La sueur trempait ses draps et son cœur battait la chamade. Après un long moment, il réussit à se calmer et regarda l'heure.

5 :58

Deux minutes avant que son réveil ne sonne. Harry se leva, les jambes en coton et alla se passer de l'eau sur le visage avant d'enfiler ses affaires de sport.

Il courut à s'en déchirer les poumons, à s'en faire des crampes. Et bien évidemment sa course fut solitaire.

Après le déjeuner, il s'était étendu dans le hamac installé à l'arrière de la maison à l'ombre de deux grands arbres. Il attendait que le temps passe, sans réussir à s'endormir. La douce saveur qu'avaient prises ces vacances étaient devenue très amère. Il entendit la porte arrière de la maison grincer et vit sa grand-mère s'approcher en souriant paisiblement.

Elle s'installa sur une chaise à côté du hamac faisant face à son petit-fils.

- Qu'est-ce qu'il se passe mon chéri ? demanda-t-elle doucement.

- Ca a totalement merdé, répondit Harry.

- Raconte-moi.

Et Harry raconta. Il lui parla de Jenny, de ce qu'elle lui avait dit, de ce qu'il avait répondu. Il lui parla aussi de la conversation de la veille avec Louis. Et quand il termina, il avait les larmes aux yeux.

- Les gens sont souvent effrayés par ce qu'ils ne connaissent pas. Et les enfants de Gravel Ridge ne sont pas beaucoup sortis d'ici. Tu mets Louis devant une situation qu'il ne connaît pas, qu'il n'a pas appris à gérer et si les mots que tu me rapportes sont effectivement les siens, je pense qu'il est juste perdu. Il ne sait pas quoi faire, quoi dire, quoi penser.

- Mais je reste moi ! On a passé de supers bons moments, on se connaît depuis...depuis toujours !

- Je sais, trésor. Mais tu dois lui laisser un peu de temps. Louis me semble être un garçon intelligent, il a toujours été plus malin que les autres gamins. Après je me trompe peut-être mais je suis à peu près sûre que tu vas être surpris, acheva-t-elle en souriant.

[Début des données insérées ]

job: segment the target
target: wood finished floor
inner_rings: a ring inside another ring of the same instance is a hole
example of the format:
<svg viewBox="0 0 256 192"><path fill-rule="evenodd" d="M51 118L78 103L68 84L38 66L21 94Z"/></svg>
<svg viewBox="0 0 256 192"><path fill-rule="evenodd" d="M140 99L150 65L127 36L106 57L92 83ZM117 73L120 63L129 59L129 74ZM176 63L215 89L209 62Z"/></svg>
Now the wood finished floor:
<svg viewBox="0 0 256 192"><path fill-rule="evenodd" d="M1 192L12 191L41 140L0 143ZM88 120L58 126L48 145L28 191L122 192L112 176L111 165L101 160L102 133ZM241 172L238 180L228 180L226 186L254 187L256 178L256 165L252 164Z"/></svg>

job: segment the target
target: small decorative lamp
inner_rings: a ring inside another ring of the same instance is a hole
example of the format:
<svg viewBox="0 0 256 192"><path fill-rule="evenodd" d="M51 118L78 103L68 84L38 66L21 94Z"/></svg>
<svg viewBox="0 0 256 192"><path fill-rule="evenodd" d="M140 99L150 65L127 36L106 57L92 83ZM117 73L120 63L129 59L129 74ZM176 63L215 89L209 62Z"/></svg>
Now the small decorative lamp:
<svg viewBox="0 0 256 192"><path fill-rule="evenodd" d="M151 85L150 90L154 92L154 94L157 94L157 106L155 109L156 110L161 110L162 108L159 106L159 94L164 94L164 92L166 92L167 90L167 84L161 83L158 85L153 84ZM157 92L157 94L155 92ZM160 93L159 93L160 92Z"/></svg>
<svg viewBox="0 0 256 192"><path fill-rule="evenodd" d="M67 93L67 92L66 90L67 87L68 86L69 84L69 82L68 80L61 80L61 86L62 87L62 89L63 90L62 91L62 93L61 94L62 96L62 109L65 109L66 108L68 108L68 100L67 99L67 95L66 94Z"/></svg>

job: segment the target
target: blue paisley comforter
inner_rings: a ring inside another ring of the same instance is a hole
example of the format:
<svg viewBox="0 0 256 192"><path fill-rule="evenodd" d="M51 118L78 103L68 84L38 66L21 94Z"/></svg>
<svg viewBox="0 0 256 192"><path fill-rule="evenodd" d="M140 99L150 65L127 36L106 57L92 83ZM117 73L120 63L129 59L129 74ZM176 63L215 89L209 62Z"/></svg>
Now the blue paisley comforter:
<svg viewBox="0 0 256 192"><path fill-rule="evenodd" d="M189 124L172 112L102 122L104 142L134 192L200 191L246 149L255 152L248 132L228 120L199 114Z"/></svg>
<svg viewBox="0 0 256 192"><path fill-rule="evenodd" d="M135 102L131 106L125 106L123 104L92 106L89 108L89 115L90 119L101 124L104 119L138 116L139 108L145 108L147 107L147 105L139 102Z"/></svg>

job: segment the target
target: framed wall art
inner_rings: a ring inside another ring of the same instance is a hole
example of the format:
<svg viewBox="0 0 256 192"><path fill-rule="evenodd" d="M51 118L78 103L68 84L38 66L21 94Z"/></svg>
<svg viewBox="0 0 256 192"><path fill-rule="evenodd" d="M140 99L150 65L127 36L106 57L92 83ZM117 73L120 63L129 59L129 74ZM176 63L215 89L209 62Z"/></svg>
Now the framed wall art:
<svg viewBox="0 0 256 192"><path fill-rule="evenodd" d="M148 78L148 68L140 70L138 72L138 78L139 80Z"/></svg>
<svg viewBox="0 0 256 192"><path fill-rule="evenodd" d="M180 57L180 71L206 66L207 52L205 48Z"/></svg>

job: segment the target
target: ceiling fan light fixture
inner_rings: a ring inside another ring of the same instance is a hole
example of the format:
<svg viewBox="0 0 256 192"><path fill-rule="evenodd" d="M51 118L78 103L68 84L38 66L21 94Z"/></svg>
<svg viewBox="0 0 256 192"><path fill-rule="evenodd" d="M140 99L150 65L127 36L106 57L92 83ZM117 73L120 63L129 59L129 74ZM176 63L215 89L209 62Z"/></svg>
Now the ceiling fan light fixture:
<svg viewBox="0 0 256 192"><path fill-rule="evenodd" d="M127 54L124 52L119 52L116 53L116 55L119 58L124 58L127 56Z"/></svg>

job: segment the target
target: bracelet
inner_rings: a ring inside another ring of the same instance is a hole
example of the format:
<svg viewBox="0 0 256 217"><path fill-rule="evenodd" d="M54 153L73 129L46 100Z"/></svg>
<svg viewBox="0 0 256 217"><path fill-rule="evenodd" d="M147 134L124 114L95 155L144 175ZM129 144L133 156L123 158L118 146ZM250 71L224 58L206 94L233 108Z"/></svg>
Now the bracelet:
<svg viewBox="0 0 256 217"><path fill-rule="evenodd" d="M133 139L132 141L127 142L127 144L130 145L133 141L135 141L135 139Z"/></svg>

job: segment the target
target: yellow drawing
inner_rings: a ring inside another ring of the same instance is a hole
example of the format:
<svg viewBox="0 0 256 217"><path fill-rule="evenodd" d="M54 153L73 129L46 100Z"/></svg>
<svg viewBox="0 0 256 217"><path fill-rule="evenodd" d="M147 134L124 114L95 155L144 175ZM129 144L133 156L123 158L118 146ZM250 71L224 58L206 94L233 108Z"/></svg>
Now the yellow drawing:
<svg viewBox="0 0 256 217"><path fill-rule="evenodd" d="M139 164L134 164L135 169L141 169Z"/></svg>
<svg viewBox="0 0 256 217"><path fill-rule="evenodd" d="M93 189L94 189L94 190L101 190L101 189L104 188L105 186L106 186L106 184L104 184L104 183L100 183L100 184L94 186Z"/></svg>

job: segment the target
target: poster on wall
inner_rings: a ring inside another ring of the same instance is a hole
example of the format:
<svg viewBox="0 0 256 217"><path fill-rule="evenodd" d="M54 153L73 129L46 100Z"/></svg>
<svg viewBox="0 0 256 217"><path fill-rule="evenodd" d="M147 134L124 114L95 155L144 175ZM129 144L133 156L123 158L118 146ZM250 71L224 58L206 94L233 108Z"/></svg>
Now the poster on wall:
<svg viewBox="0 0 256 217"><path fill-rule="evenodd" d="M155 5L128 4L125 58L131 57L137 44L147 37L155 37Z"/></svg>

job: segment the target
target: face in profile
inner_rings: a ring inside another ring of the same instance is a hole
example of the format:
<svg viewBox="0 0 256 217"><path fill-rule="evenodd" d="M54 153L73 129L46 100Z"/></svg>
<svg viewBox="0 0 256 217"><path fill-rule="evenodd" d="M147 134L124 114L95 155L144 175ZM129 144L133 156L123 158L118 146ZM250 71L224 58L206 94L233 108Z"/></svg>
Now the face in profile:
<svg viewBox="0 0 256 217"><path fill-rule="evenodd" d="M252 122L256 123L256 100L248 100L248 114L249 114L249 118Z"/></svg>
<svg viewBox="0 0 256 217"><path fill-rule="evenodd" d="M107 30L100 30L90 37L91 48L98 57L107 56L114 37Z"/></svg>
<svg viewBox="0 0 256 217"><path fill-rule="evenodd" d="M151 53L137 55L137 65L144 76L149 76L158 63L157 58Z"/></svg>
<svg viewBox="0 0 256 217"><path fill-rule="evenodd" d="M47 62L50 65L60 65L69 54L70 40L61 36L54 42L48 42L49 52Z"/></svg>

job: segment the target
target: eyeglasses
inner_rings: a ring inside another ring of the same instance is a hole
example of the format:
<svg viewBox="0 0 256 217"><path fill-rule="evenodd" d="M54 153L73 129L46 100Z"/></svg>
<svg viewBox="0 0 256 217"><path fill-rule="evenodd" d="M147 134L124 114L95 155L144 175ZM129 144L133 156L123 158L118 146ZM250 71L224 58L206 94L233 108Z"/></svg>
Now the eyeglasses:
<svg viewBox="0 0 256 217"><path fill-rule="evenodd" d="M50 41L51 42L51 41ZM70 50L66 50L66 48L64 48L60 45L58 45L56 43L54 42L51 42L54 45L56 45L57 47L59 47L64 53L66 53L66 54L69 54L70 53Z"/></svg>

- Je connais les réactions des gens, tu sais. Je les vois depuis des années et ils ne changent pas d'avis.

- Ecoute, Harry, je n'ai aucune preuve de ce que j'avance mais je suis certaine que les choses vont s'arranger.

- Peut-être, soupira le jeune homme.

- Bon allez, viens avec moi, ton grand-père a ramené dix kilos de pêche et tu vas m'aider à les préparer pour faire des confitures.

Harry se leva en souriant, Rose essayait de l'occuper.

« Allons faire des confitures »

Les jours passaient avec une lenteur exaspérante. Harry n'arrivait pas à écrire, ses articles étaient mauvais et de toute façon, il n'avait pas envie. Il s'était replongé dans les bouquins de la bibliothèque de sa tablette, dévorant quasiment un ouvrage par jour. Les sorties avec le groupe lui manquaient, Louis lui manquait. Et il se sentait plus seul que jamais.

Après quasiment une semaine, son portable vibra enfin. C'était un SMS de Louis.

« RDV aux tables. Dans une heure »

« OK » répondit aussitôt Harry.

Il en avait trop envie et trop besoin. Même si c'était pour entendre des choses qu'ils n'avaient pas du tout envie de se voir dire. Il alla prendre une douche rapide et s'habilla avec soin. Son éternel jean noir, un tee-shirt des Guns'n'Roses et ses converses. Il arriva en avance au rendez-vous mais Louis était déjà là. Il lui présenta son poing. Harry le frappa doucement avec une pointe au cœur.

- Je suis désolé, commença Louis pendant qu'Harry s'asseyait.

- De ?

- J'avais besoin de réfléchir, de réfléchir au besoin que j'avais de réfléchir et je suis désolé à propos du fait que j'avais besoin de réfléchir. Putain, c'est incompréhensible.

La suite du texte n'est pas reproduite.